Elephants might not fly. Image: Donald Iain Smith/Getty

The NZ tourism industry cannot afford to ignore the elephant in the room

While New Zealand may continue to prosper from the tourist dollar for a decade or two yet, there is the very real prospect that the climate crisis will drive international tourism down, writes James Renwick.

The headline read “Tourism industry working to ensure a sustainable future” but there was scant evidence of true sustainability thinking in the article. Looking forward to growth – as a tourism industry leader did in the piece – is a red flag for a start. Growth is ultimately unsustainable, wherever it is occurring. I wonder: does Tourism New Zealand have a maximum number of tourists in mind? It would be very interesting to know, and something that would form the basis for an excellent public discussion. The recent report from the parliamentary commissioner for the environment on the environmental consequences of tourism growth was based on the assumption of a tripling in international tourist numbers, reaching 10 million visitors per year by 2050. Is that sustainable? Or even feasible?

From what I can see, there is no serious consideration of climate change built in to planning around the future of tourism here in Aotearoa. We present an attractive destination, for sure, but most tourists fly here and we all know that air travel is a very high-emissions form of transport. Yes, renewably powered short-haul aircraft are making an appearance, but the prospects for electric long-haul flying, or for 100% biofuel-powered planes, look pretty slim. Cutting back on flying is often touted as one of the main things all of us can do to reduce our carbon footprint, as explained by Shaun Hendy in his recent book NoFly.

The concept of “flight shame”, or flygskam as the Swedes call it, is gaining ground in Europe. The BBC suggested that the growth in air travel might be halved as a result. As other sectors of the economy decarbonise, emissions from air travel become relatively a larger proportion of the carbon footprint of tourism, as shown in the PCE’s report. As pressure mounts to reduce emissions and reduce the pace of climate change, it isn’t hard to imagine international tourist numbers declining rather than growing. More may switch to cruise ships, but they are hardly emissions-free.

If taking “climate action” by reducing emissions isn’t enough of a worry for our tourist industry, the direct effects of climate change should be. Continued warming will see every aspect of our environment change. Our iconic glaciers will recede far up their valleys, many native species will be pushed to the brink of extinction, and we’ll see coastal property and infrastructure eaten away (and no longer insured or insurable), all of which will affect our economy and ability to support the tourist industry. It will also affect the desirability of New Zealand as a tourist destination.

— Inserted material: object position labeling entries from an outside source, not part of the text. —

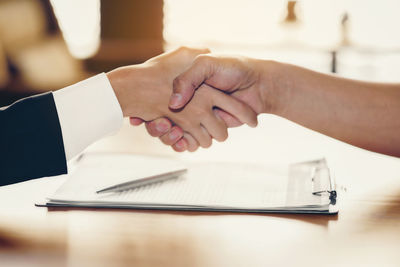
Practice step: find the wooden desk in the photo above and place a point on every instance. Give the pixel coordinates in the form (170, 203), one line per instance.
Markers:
(366, 232)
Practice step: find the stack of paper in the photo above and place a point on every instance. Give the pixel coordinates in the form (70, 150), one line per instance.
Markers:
(205, 187)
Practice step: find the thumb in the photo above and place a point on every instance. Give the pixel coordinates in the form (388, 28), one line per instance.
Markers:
(229, 119)
(185, 84)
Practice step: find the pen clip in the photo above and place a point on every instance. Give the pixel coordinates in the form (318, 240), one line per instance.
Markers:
(322, 181)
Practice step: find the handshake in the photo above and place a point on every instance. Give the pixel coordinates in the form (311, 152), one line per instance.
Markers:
(188, 97)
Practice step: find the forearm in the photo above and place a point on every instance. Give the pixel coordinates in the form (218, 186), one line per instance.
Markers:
(363, 114)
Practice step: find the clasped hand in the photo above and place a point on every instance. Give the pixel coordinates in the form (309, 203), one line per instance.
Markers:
(160, 92)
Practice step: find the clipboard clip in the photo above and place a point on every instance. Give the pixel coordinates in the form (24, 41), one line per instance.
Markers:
(322, 181)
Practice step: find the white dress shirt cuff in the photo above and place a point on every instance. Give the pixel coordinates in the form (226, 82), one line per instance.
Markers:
(88, 111)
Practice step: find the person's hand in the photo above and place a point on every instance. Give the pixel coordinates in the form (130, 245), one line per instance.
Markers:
(143, 92)
(247, 79)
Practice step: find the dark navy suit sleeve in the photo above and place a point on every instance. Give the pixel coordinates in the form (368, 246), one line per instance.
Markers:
(31, 143)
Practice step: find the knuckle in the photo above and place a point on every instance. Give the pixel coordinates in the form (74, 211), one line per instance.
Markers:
(222, 137)
(206, 143)
(178, 83)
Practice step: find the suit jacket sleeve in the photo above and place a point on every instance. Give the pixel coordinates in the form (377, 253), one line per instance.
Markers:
(31, 143)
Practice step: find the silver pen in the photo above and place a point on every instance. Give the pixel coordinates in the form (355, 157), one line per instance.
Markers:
(143, 181)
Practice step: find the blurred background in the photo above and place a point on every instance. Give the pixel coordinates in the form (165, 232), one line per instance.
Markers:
(48, 44)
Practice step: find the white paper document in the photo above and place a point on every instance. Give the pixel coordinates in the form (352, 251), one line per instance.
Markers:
(206, 186)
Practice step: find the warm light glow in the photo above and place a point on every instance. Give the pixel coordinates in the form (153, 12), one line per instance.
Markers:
(80, 25)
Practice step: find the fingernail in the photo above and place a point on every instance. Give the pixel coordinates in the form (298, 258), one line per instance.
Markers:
(173, 135)
(175, 100)
(161, 127)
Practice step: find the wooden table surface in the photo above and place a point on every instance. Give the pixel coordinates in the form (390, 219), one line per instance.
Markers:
(366, 232)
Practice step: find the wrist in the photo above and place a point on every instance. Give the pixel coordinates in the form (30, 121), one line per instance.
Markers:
(271, 86)
(123, 81)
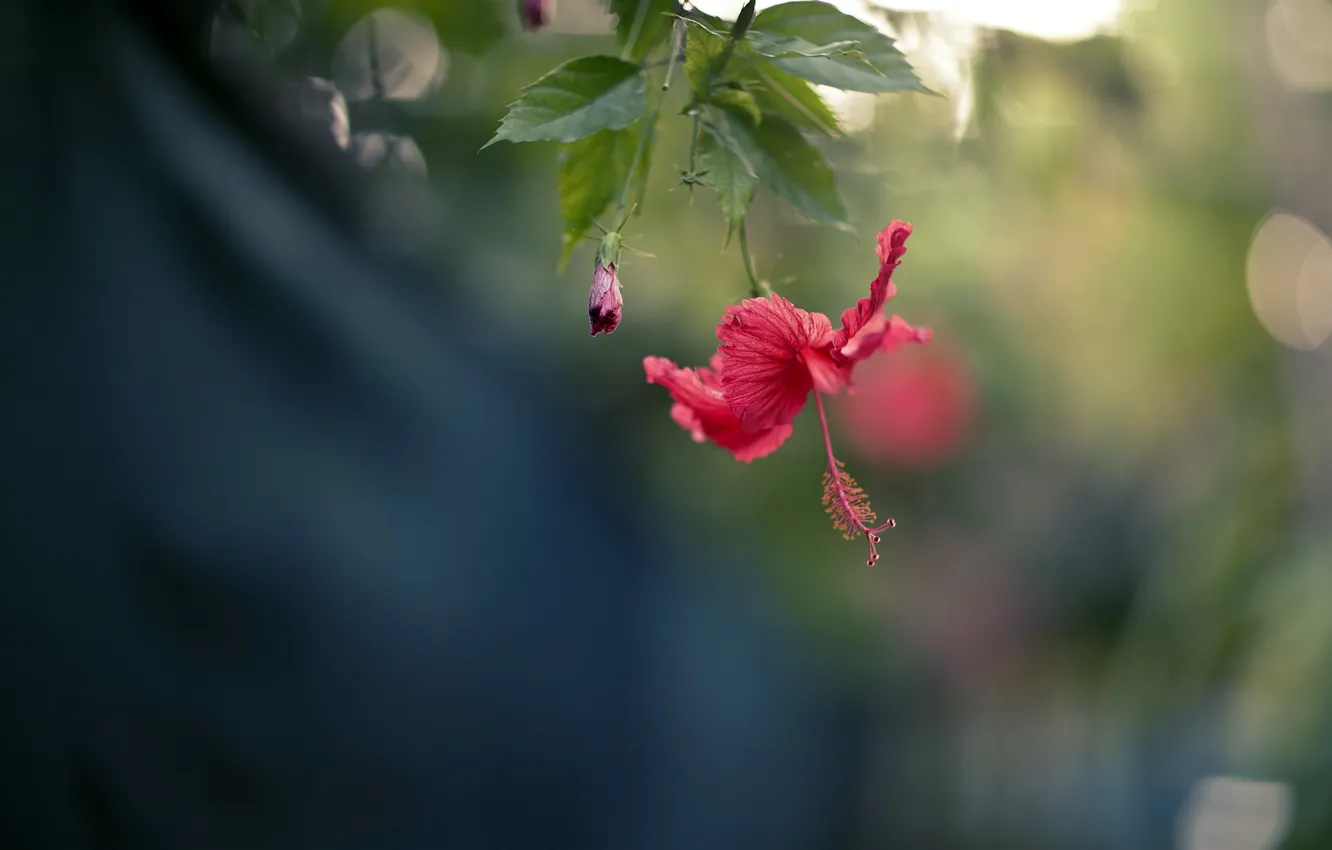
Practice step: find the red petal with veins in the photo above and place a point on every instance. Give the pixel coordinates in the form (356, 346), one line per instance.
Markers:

Who will be visiting Aotearoa in future? Will significant numbers of overseas tourists continue to have the discretionary income to afford holidays in New Zealand? Unless we see transformational change around the world in terms of emissions reductions, further climate change will lead to more damaging extreme events, higher sea levels, impacts on food security and water availability, and significant economic impacts worldwide. The multibillion-dollar cost of this summer’s fires in Australia is a taste of things to come.

The economic impacts of increasingly severe heatwaves, droughts, floods and fires have the potential to seriously damage the global economy. That’s why the World Economic Forum in their 2020 Global Risks Report rate climate change and environmental problems as the four top issues facing the global economy. According to the WEF, failure to act on climate change would more damaging than a nuclear conflict, and a lot more likely.

In the face of an uncertain economic future, and a potentially rocky road for global food security, the chances of continued growth in the tourism sector look far from guaranteed. While New Zealand may continue to prosper from the tourist dollar for a decade or two yet, there is the very real prospect that international tourism may be on the way down long before 2050. If the globe misses the Paris Agreement limits of 1.5C and then 2C of global warming, an ailing tourism sector would be the least of our worries. Are such futures on the table in tourism industry discussions?